Lily&Q’s say…The early days of treating HIV usually involved serious medicines which often left us with other side effects than just barfing a few times or losing our hair.
Many early drug therapies like most all medicines are eliminated from the body through the liver or kidneys, but the HIV meds were unusually hard to clear and most were given in close to toxic quantities making things worse.
it was all they knew how to do back then.
If we were lucky enough to make it through the 1990’s without kidney damage that lead to dialysis we are “knocking on wood”…Not to be confused with the “Wood”…LOL!
Most people won’t have a symptom of illness with kidney disease until the damage is done, and transplant is the last stage option that isn’t easy to wait around for.
A couple of things: Encourage your friends, family, etc. to be organ donors. Granted they don’t want people with HIV to donate their organs, but organ donation is painless for the donator…Think about it and it might save one or more lives.

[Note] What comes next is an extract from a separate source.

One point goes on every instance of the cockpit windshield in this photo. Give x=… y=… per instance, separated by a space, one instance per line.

A true gift that keeps on GIVING!
Living organ transplants are possible in some cases as well, and kidneys have a good chance of not being rejected like other organs. Plus Uncle Bob only needs 1/2 of a kidney so…Pleeeaassssee?

Secondly, try and do the right thing for your kidneys. Take good medical care of yourself. Being on powerful antiretrovirals for years or decades haven’t helped our kidneys at all…let alone if we have any other bad “body-wasting” habits like drinking or drugging. Seek professionals that can help with addiction and the behaviors that make it easy for us to be in bad habits maybe a little more than we should-Wink! For those who have successfully beat back an addiction-MORE POWER TO YOU! Keep your Kidneys happy with kinder & gentler behaviors!

Lastly know your HIV/STI status. Get prompt and sound medical intervention when an STI shows up and remember if you have any “flavor of an STI” then you are at much greater risk of contracting HIV.
Make your life about you and TEST for HIV & STIs TODAY – Know Your STATUS!